Ki Wirogo tampil lebih ke
depan. Raseta dan Kobar ada di samping belakang, masing-masing berjarak tiga
langkah dari Ki Wirogo. Mata ketiga utusan Lumpur Maut itu tertuju kepada Dungu
Dipo. Sedangkan mata Dungu Dipo pun memancarkan permusuhan dalam memandang
ketiga orang Lumpur Maut itu. Bahkan Dungu Dipo lepaskan Palupi dan maju sampai
di samping Suto, lalu dengan bertolak pinggang dan berwajah berani,
terlontarlah kalimat yang bernada tantangan.
"Wirogo! Apa maksudmu
menyerangku dari belakang, hah?! Apakah orang-orang Lumpur Maut sudah tak punya
nyali untuk berhadapan denganku secara jant an?!"
Tampak Ki Wirogo
menggeletukkan gigi gerahamnya dengan pandangan mata semakin dingin, semakin
penuh permusuhan. Kedua tangannya telah menggenggam bagaikan menahan luapan
murka yang tidak ingin dilepaskan saat itu.
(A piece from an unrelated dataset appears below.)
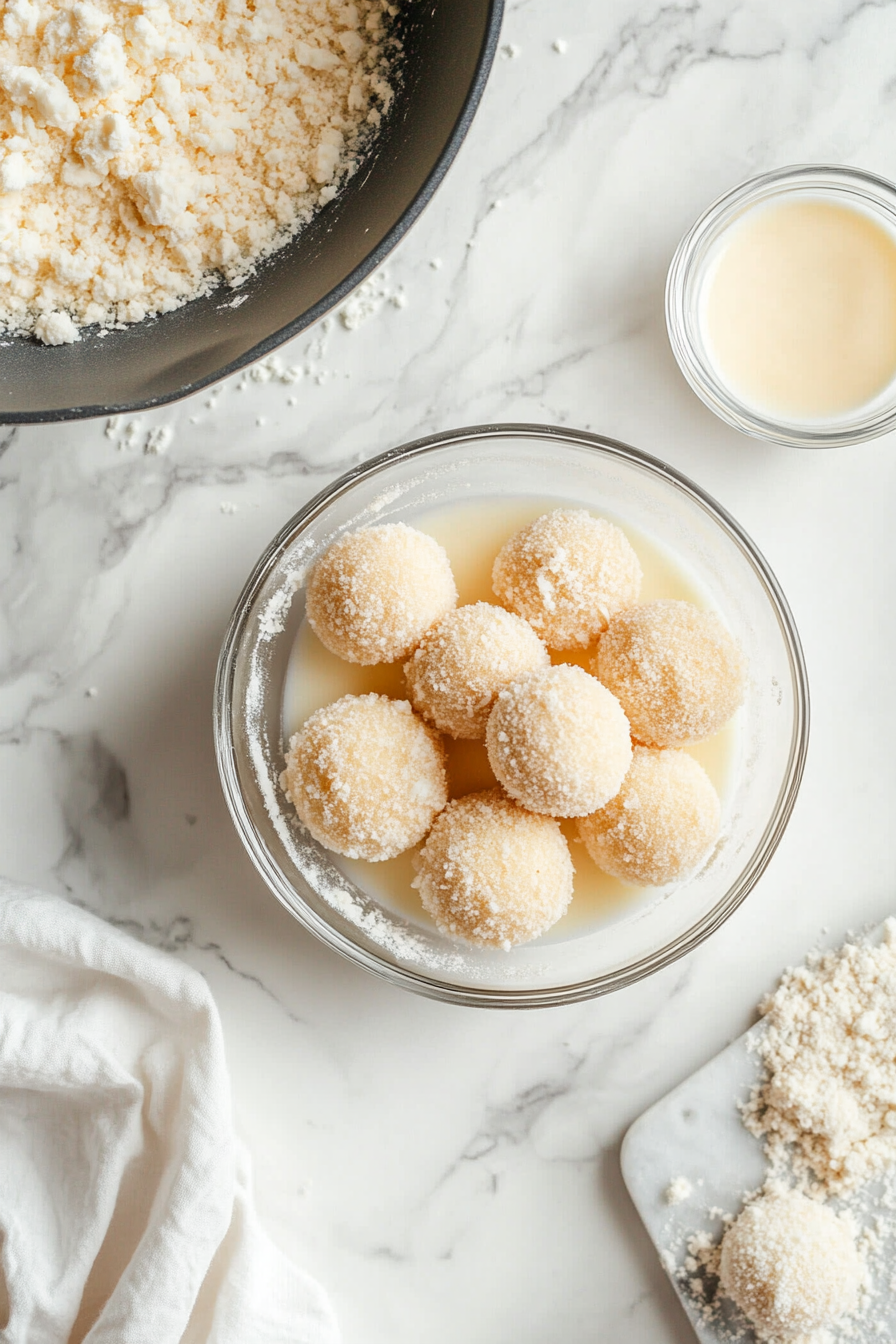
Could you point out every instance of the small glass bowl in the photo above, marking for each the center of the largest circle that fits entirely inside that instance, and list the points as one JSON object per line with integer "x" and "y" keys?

Kejap berikut terdengar suara
Ki Wirogo bernada dingin, "Dungu Dipo... berkoarlah sesuka hatimu, karena
ajalmu sebentar lagi akan tiba!"
"Biadab kau!" geram
Dungu Dipo, tiba-tiba ia sentakkan kedua tangannya ke depan dan melesatlah dua
sinar hijau kusam ke arah Ki Wirogo dan Raseta.
Claaap...!
Ki Wirogo yang berdiri tegak
itu hanya diam dengan kedua tangan bersedekap di dada. Tapi dari tubuhnya
tiba-tiba memancar sinar putih berkilauan, makin lama cepat menjadi lebar, lalu
sinar hijaunya Dungu Dipo itu
menghantam sinar putih
menyilaukan tersebut. Blaaar...!
Ledakan hebat terjadi
mengguncang bumi. Dungu Dipo tersentak ke belakang hingga jatuh terduduk,
sedangkan Ki Wirogo tetap di tempat tak bergeming sedikit pun. Sinar putih
menyilaukan itu segera redup, mengumpul menjadi satu di tengah dahi, lalu sinar
itu melesat ke arah Dungu Dipo yang baru saja bangkit. Sinar putih menyilaukan
itu membentuk satu garis lurus dan bergerak dengan cepatnya. Claaap...!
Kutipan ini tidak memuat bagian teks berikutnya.